WE support policies and initiatives to develop and harness the creative industries in order that they may contribute more to the country's economic development. At a business forum organized by The Manila Times, Rep. Christopher "Toff" de Venecia of the Fourth District of Pangasinan said the Philippines should aim to be the No. 1 creative economy in Southeast Asia, a goal proposed by the nonprofit organization Creative Economy Council of the Philippines.

The congressman explained that creative industries were, in fact, thriving from government neglect, but their full potential has yet to be realized. As it is, creative industries contribute 7.3 percent to the total economy with a nominal value of about P661 billion, according to data from the Intellectual Property Office of the Philippines. To better appreciate those figures, the economic contribution of overseas Filipino worker remittances, which has been largely credited for the country's rapid economic growth for more than two decades, is about 10 percent of gross domestic product.

In terms of jobs generated, the creative industries employ about 4.3 million Filipinos, mostly freelancers, but the representative added that the Department of Trade and Industry has a higher estimate of 4.8 million. Both those numbers may actually be understated given the size of the country's informal sector.

Pangasinan 4th District Rep. Christopher “Toff” de Venecia speaking during The Manila Times' online forum, The new economy is creative: Harnessing Filipino talents, held online on July 15, 2021. SCREENGRAB FROM FACEBOOK
Pangasinan 4th District Rep. Christopher “Toff” de Venecia speaking during The Manila Times' online forum, The new economy is creative: Harnessing Filipino talents, held online on July 15, 2021. SCREENGRAB FROM FACEBOOK


So, as Mr. de Venecia argues, there is, as they say, room for improvement. In the Association of Southeast Asian Nations (Asean), he noted that the Philippines ranks only fifth in the export value of local creative goods and services. Imagine how many more Filipinos would have jobs and how much wealthier the country would be if the Philippines was the No. 1 creative economy in Asean.

Key measures

To realize that dream, Mr. de Venecia, along with the more than 50-member creative industries bloc in the House, is pushing to pass two bills in Congress. These are the Philippine Creative Industries Development bill and Freelance Workers Protection bill.

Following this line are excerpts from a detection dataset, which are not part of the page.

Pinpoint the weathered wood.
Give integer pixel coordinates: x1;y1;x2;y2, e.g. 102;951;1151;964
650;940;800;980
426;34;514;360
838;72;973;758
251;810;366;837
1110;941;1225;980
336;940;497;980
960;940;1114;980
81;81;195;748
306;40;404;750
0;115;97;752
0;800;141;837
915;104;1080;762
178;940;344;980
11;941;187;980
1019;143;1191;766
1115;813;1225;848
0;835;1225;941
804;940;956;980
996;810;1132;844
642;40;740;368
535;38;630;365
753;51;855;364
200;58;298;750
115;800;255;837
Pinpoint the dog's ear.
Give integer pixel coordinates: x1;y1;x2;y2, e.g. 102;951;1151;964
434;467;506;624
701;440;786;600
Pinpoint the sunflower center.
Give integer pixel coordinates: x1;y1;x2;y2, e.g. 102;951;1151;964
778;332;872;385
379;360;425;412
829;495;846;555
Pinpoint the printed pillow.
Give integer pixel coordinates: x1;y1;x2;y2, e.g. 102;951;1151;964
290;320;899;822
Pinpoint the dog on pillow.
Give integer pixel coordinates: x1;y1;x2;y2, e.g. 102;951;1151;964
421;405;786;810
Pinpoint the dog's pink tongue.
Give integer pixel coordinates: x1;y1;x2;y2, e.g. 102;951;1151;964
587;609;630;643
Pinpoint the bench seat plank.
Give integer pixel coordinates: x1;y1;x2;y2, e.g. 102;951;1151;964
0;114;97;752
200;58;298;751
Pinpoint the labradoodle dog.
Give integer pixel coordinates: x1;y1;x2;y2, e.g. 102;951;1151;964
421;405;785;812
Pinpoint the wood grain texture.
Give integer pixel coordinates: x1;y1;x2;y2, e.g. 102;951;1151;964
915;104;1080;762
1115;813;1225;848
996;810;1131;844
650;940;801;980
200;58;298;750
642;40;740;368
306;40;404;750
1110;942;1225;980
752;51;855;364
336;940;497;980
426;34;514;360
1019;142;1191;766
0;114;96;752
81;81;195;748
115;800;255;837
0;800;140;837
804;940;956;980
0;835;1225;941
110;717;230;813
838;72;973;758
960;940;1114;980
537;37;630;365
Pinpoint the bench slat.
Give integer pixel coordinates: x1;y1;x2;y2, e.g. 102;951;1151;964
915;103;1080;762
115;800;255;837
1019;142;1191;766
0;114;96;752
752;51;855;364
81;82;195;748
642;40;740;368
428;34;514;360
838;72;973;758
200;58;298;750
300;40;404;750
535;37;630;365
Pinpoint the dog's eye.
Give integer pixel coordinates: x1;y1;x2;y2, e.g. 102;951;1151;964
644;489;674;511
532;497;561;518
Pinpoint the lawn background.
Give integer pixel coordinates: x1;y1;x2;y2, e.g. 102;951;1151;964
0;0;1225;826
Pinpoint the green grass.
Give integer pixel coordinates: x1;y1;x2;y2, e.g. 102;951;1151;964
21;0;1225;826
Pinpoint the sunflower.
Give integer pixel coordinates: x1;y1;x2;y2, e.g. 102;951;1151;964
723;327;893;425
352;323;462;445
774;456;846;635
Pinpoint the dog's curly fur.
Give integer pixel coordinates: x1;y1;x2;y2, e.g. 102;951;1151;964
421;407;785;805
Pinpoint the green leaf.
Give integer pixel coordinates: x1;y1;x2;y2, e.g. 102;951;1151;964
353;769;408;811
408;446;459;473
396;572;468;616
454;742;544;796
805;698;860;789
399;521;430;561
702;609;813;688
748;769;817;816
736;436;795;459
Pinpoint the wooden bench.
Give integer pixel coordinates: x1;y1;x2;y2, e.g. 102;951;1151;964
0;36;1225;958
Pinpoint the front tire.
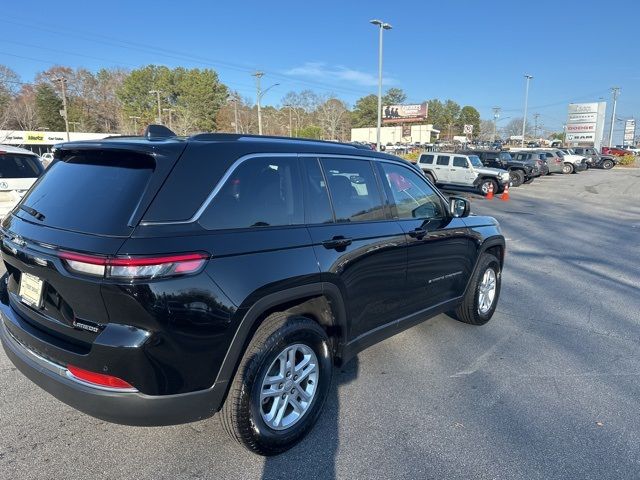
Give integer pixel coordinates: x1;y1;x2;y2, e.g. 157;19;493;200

Basically, these proposals will align the needs of creative industries and of its workers with the government's economic development policies and programs. When the bills become law, the authorities will identify and monitor relevant indicators and address policy gaps as well as create a multiagency council to serve at the front line of that endeavor.

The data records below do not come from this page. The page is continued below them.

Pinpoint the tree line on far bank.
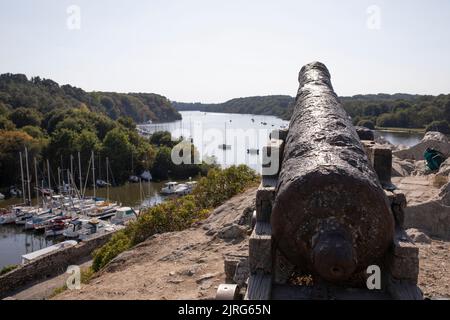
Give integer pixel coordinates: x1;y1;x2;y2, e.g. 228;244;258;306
0;104;211;189
173;94;450;134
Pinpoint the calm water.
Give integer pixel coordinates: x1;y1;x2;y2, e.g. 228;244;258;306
375;131;424;147
142;111;289;172
0;225;53;269
0;111;423;268
0;182;168;269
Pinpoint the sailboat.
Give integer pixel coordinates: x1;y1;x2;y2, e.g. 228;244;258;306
128;153;139;183
219;122;231;150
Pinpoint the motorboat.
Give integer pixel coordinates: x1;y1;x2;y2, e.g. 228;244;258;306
111;207;137;225
22;240;78;264
95;179;110;188
128;176;139;183
141;170;153;181
45;217;69;237
87;201;119;219
0;208;16;225
161;181;197;196
24;210;55;230
11;206;39;225
161;181;178;195
9;186;22;197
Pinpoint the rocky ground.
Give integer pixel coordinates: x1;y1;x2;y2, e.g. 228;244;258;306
417;239;450;299
50;184;450;300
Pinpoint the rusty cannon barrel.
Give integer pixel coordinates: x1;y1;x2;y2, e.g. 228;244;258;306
271;62;394;284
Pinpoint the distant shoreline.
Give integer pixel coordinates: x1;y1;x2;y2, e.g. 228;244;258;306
375;127;425;134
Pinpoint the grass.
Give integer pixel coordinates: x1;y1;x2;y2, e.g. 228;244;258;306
0;264;19;276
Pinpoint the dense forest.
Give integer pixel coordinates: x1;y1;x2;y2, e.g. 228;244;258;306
0;73;181;123
173;94;450;134
0;74;207;188
172;96;294;120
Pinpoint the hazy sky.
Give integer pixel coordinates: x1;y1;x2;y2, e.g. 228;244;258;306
0;0;450;102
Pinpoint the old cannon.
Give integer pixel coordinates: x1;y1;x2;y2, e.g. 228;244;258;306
218;62;422;300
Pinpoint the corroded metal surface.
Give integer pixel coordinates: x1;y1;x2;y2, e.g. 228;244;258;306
271;62;394;283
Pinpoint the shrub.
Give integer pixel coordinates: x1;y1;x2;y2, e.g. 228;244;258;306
426;120;450;134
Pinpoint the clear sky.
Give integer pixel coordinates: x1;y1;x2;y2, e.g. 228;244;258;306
0;0;450;102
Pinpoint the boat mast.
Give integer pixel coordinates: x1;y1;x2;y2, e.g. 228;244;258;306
19;152;27;203
78;151;83;193
91;150;96;198
58;167;62;193
67;154;73;184
25;147;31;206
34;157;39;205
47;159;53;194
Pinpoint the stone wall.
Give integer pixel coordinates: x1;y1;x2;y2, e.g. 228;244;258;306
0;232;113;299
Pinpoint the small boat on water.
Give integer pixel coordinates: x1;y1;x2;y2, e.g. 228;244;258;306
161;181;178;195
111;207;138;225
24;210;56;230
0;208;16;225
9;186;22;197
22;240;78;264
141;170;153;181
44;217;70;237
96;179;110;188
63;218;118;241
87;201;119;219
161;181;197;196
247;148;259;154
128;176;139;183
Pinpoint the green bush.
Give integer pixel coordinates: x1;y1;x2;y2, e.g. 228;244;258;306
426;120;450;134
92;165;259;272
357;120;375;130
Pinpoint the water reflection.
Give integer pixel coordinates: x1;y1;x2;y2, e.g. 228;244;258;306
375;131;424;147
0;225;55;269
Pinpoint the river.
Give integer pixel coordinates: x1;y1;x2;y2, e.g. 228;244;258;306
0;111;423;269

The bill for freelancers, in particular, introduces measures to protect the economic rights of many of those working in the so-called gig economy and encourages them to enter the formal sector. If enacted, this bill would require their customers to sign contracts that details the freelancer's scope of work, compensation and other obligations.

Clearly, these measures are intended to boost certain industries and individuals at a time when the whole economy is in a slump because of the Covid-19 pandemic. It seems prudent, if not strategic, to promote those industries where the Philippines enjoys a comparative advantage over other countries.

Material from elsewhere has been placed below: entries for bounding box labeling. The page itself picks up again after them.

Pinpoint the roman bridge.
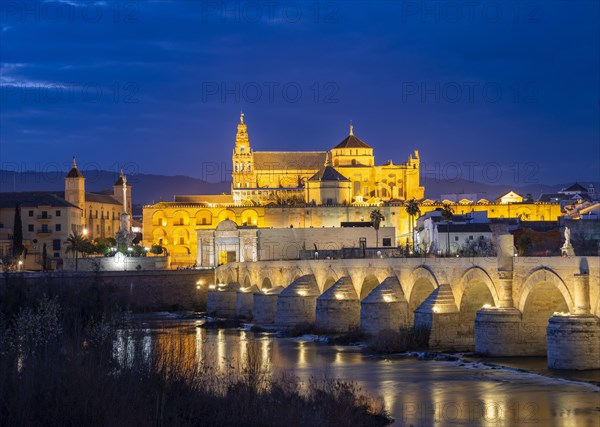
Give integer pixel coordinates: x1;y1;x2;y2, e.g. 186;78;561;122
209;244;600;369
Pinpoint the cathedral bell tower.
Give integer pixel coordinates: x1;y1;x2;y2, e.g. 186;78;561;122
65;156;85;214
231;113;256;190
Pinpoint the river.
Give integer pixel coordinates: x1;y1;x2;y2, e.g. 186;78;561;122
116;321;600;427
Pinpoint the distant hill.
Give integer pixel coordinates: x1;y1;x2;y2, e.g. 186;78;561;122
0;170;231;205
421;178;600;201
0;170;600;205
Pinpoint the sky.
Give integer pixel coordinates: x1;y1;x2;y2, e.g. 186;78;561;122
0;0;600;186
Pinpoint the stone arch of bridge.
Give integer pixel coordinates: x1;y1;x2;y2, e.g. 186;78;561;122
359;274;381;300
519;267;573;356
400;265;440;325
453;266;500;308
453;266;500;349
260;277;273;289
321;276;338;293
519;267;574;313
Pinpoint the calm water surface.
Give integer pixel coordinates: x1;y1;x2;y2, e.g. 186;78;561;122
122;322;600;427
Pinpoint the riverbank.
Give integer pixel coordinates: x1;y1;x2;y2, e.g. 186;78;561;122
0;298;392;427
191;315;600;387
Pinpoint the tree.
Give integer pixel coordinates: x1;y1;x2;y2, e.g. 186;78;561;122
442;203;454;256
42;243;48;271
406;199;421;251
12;203;25;261
150;245;163;255
67;232;88;271
371;209;385;247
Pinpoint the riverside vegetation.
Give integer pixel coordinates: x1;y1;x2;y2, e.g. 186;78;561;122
0;283;392;426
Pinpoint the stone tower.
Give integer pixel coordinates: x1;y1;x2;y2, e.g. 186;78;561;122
113;169;132;214
231;113;256;189
65;156;86;212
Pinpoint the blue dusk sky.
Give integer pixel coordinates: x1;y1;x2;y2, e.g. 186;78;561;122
0;0;600;185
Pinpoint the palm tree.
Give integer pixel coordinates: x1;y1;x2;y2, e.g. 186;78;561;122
442;203;454;256
406;199;421;251
67;232;87;271
371;209;385;248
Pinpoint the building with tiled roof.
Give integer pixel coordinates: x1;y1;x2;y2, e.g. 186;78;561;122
232;114;425;205
64;157;131;240
0;157;131;270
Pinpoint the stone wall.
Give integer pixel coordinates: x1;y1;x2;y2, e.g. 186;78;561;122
62;256;170;271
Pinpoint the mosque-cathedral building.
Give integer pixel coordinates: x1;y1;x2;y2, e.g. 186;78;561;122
143;114;561;267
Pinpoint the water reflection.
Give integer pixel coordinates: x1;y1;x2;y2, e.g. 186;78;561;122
115;326;600;426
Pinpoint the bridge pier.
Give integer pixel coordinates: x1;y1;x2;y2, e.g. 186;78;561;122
317;276;360;333
360;276;408;335
275;274;321;329
414;283;463;350
235;285;259;320
546;273;600;370
546;314;600;370
475;307;523;356
206;283;240;318
252;286;283;325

Of course, the dividends will be more than economic. Developing our creative industries will also enhance the Philippines' soft power and bolster our national pride.

Perhaps through these initiatives, we shall see a revival of Philippine cinema, which has been eclipsed in Asia by India's Bollywood and, more recently, by South Korea's K-drama. Of course, the bills championed by the House bloc cover a broader part of the economy. Notably, though, the bills offer programs for those in the sector that need relief either from the pandemic's economic impact or from competition.

Given all the above, we hope that the twin bills mentioned here will become law soon. Perhaps President Rodrigo Duterte can certify them as urgent in his final year in office given their economic significance.

Enacting those bills into law would be a fitting legacy for Mr. Duterte, whose accomplishments in office include an ambitious infrastructure development program known as Build, Build, Build. We hope that he can do for the creative sectors what he is doing for infrastructure development in order that more Filipinos can generate economic returns for the country.

Merlee Cruz-Jayme of the advertising agency Dentsu International, another speaker at The Times business forum, summed it up better: "Filipino creativity is the currency of the future."